By Christopher Kozak, Jodi Brignola, Genevieve Casagrande, and Jared Ferris
Key Takeaway: Russia continues to use its air campaign in Syria to bolster the position of Syrian President Bashar al-Assad despite an ongoing political process to end the Syrian Civil War. Russian warplanes concentrated airstrikes against rebel positions southwest of Aleppo City from December 18 to December 21, enabling pro-regime forces to seize the keytown of Khan Touman and several nearby villages on December 20. Russian airstrikes later shifted to target rebel forces along the strategic M5 Highway to Aleppo City in likely preparation for future offensive operations. Russia also continued to indiscriminately target rebel-held terrain throughout Northwestern Syria and Damascus in an effort to bolster ongoing regime offensives and weaken the resolve of the opposition. Russia conducted only a limited number of airstrikes against ISIS targets in Aleppo and Homs Provinces over the reporting period.

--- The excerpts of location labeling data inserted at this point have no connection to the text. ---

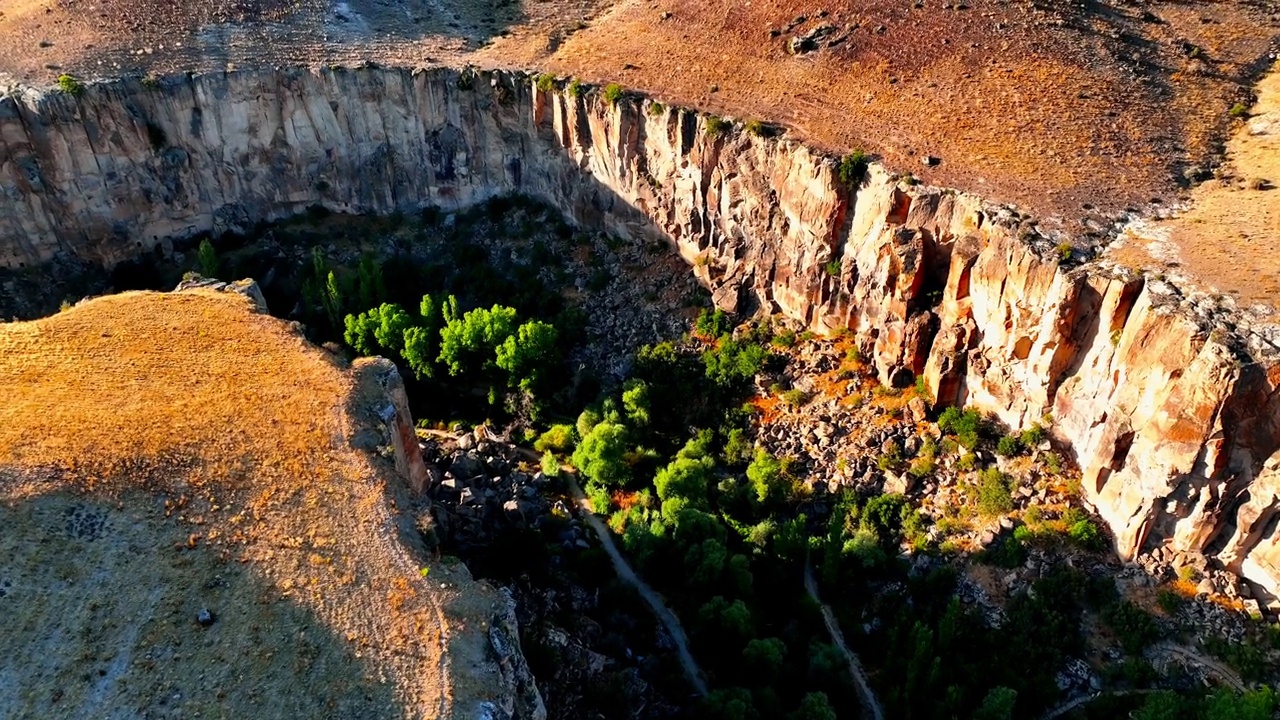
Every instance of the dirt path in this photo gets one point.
(871, 706)
(1072, 705)
(629, 575)
(626, 573)
(1217, 669)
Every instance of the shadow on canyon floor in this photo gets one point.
(101, 602)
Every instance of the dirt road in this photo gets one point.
(871, 706)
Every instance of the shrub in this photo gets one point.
(851, 168)
(208, 259)
(1132, 624)
(1086, 534)
(922, 466)
(1054, 463)
(636, 402)
(999, 705)
(732, 363)
(713, 324)
(766, 477)
(557, 438)
(960, 422)
(717, 126)
(549, 465)
(599, 499)
(600, 454)
(1033, 436)
(737, 447)
(69, 85)
(993, 493)
(795, 397)
(1009, 446)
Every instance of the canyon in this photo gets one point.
(1166, 402)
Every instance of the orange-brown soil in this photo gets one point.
(209, 447)
(1047, 105)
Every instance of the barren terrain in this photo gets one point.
(1224, 240)
(163, 454)
(1063, 109)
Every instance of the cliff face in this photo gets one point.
(1174, 423)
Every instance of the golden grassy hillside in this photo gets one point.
(168, 452)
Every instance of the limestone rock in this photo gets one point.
(1169, 406)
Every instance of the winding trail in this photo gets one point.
(624, 569)
(1084, 700)
(871, 706)
(629, 575)
(1217, 669)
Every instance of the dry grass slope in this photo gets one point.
(208, 445)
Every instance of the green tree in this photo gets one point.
(528, 354)
(586, 422)
(208, 259)
(688, 475)
(737, 447)
(557, 438)
(330, 299)
(999, 705)
(599, 456)
(471, 341)
(360, 332)
(392, 323)
(732, 363)
(635, 402)
(423, 342)
(766, 477)
(814, 706)
(993, 493)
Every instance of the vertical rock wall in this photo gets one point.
(1169, 408)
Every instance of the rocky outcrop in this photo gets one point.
(1169, 406)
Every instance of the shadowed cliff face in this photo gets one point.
(1169, 405)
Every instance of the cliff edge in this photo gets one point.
(200, 511)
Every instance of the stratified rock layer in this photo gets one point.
(1169, 408)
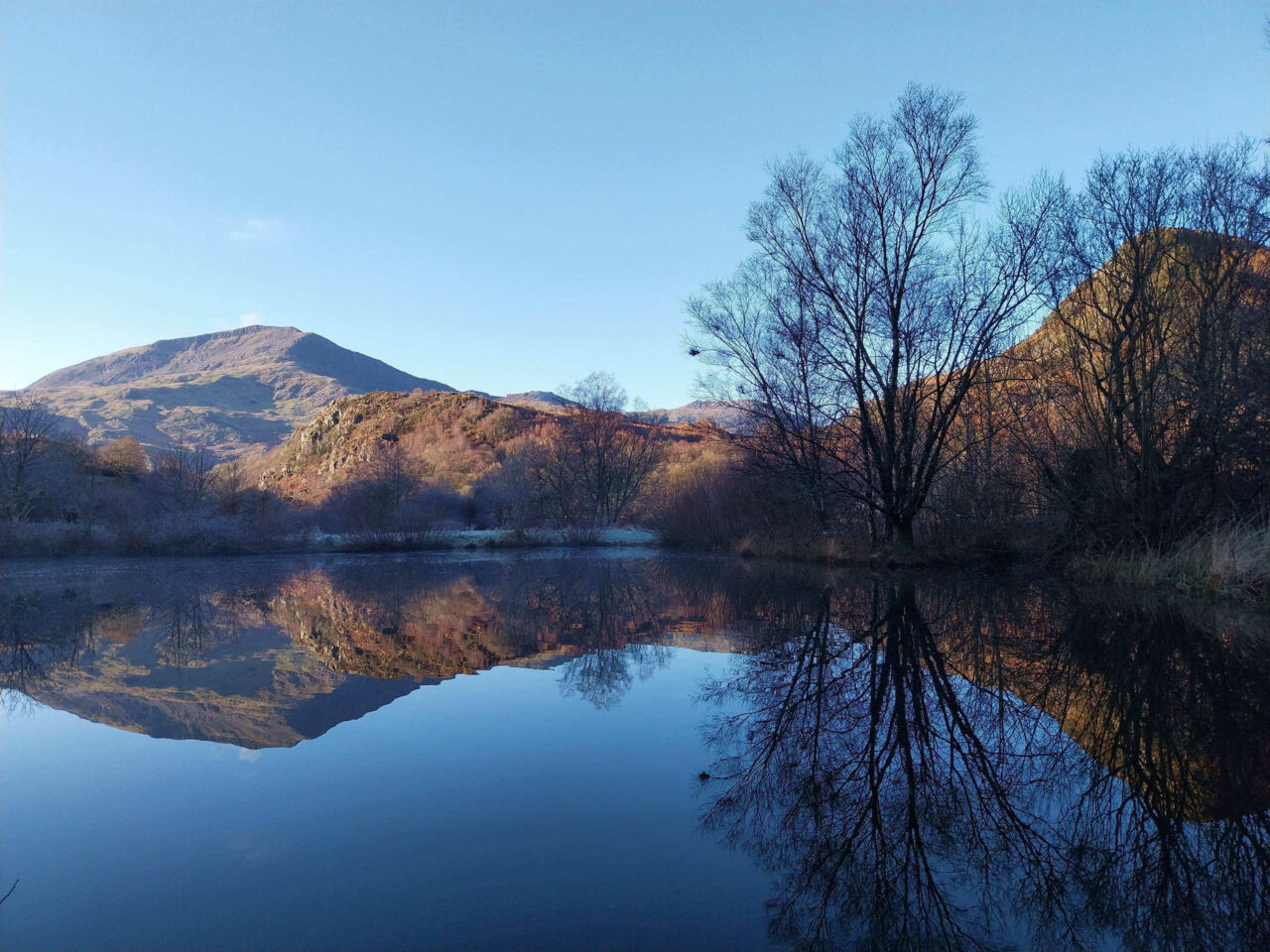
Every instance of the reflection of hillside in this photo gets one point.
(875, 756)
(187, 662)
(399, 624)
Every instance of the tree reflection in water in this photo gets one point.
(931, 769)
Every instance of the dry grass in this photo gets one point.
(1229, 560)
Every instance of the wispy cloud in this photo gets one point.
(259, 231)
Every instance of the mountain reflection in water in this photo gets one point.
(920, 763)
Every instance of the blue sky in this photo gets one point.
(507, 197)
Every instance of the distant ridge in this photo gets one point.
(231, 391)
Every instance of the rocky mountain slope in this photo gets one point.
(232, 391)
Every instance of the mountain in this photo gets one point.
(714, 412)
(232, 391)
(541, 400)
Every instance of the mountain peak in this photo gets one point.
(230, 391)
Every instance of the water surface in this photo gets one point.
(544, 751)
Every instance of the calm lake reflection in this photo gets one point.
(656, 753)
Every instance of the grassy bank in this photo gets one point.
(1229, 560)
(225, 537)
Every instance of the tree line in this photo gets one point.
(875, 338)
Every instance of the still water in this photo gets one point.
(622, 752)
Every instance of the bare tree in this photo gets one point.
(187, 468)
(28, 431)
(853, 335)
(1159, 341)
(602, 458)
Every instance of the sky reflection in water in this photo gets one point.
(285, 754)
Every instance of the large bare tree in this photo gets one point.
(1157, 350)
(598, 465)
(879, 287)
(28, 434)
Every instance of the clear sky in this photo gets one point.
(507, 197)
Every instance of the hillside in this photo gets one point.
(449, 440)
(232, 391)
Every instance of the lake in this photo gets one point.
(622, 751)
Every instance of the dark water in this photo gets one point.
(622, 752)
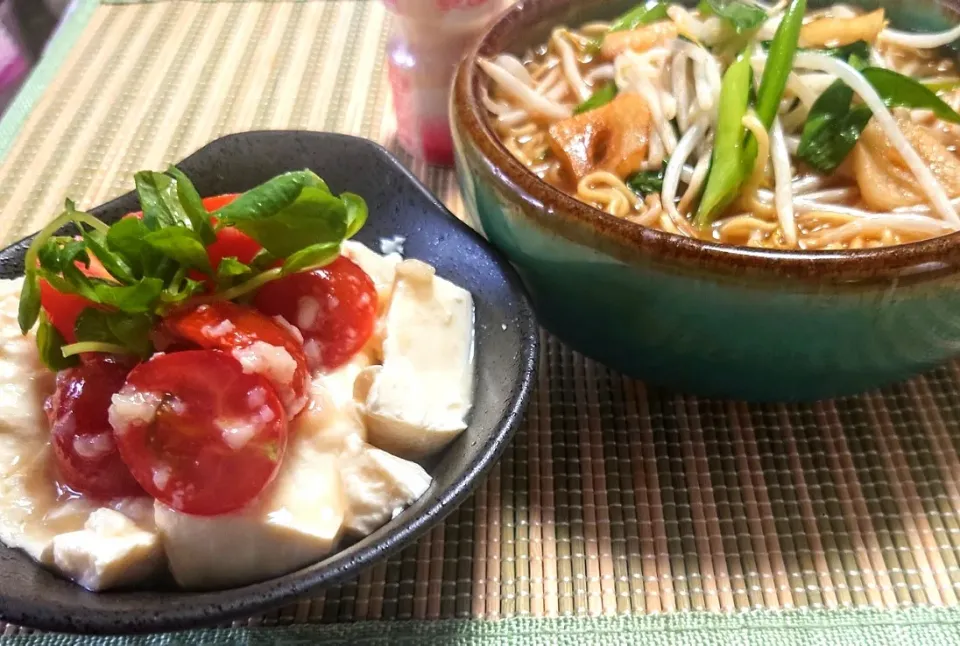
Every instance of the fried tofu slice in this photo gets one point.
(613, 137)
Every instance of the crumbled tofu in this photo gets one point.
(110, 551)
(418, 400)
(381, 269)
(377, 485)
(297, 520)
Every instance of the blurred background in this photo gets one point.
(25, 28)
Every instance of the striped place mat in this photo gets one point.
(615, 498)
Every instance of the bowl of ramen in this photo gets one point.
(737, 199)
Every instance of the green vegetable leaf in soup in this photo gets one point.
(275, 194)
(159, 201)
(193, 206)
(312, 257)
(49, 345)
(740, 15)
(128, 331)
(642, 14)
(898, 90)
(114, 262)
(356, 212)
(832, 128)
(314, 217)
(727, 167)
(29, 306)
(181, 244)
(600, 97)
(134, 299)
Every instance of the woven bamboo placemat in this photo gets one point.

Russia remains willing to conduct its air campaign in Syria without regard to civilian casualties or international law. Russian warplanes targeted residential neighborhoods in rebel-held Idlib City on December 20, killing or wounding over two hundred civilians. The heavy bombardment sparked renewed clashes near the besieged pro-regime enclaves of Fu’ah and Kefraya northeast of Idlib City, threatening to overturn a UN-sponsored local ceasefire that also includes the besieged rebel-held town of Zabadani near Damascus. Russia also targeted a relief organization and food distribution center in the besieged Eastern Ghouta suburbs of Damascus on December 20, demonstrating calculated intent to target critical civilian infrastructure as a tactic of war. Meanwhile, Russia reportedly began dropping PFM-1 ‘Green Parrot’ cluster mines in Syria in a new demonstration of disregard for international norms. ‘Green Parrot’ mines generated high levels of child casualties during the Soviet War in Afghanistan due to their bright colors and harmless ‘toy-like’ appearance. Nonetheless, Russian President Vladimir Putin insisted that Russia could use even more of its military capabilities if necessary in order to achieve its goals in Syria.
The following graphic depicts ISW’s assessment of Russian airstrike and cruise missile locations based on reports from local Syrian activist networks, Syrian state-run media, and statements by Russian and Western officials. This map represents locations targeted by Russia’s air campaign, rather than the number of individual strikes or sorties.
High-Confidence reporting. ISW places high confidence in reports corroborated both by official government statements reported through credible channels and documentation from rebel factions or activist networks on the ground in Syria deemed to be credible.
Low-Confidence reporting. ISW places low confidence in secondary sources that have not been confirmed or sources deemed likely to contain disinformation.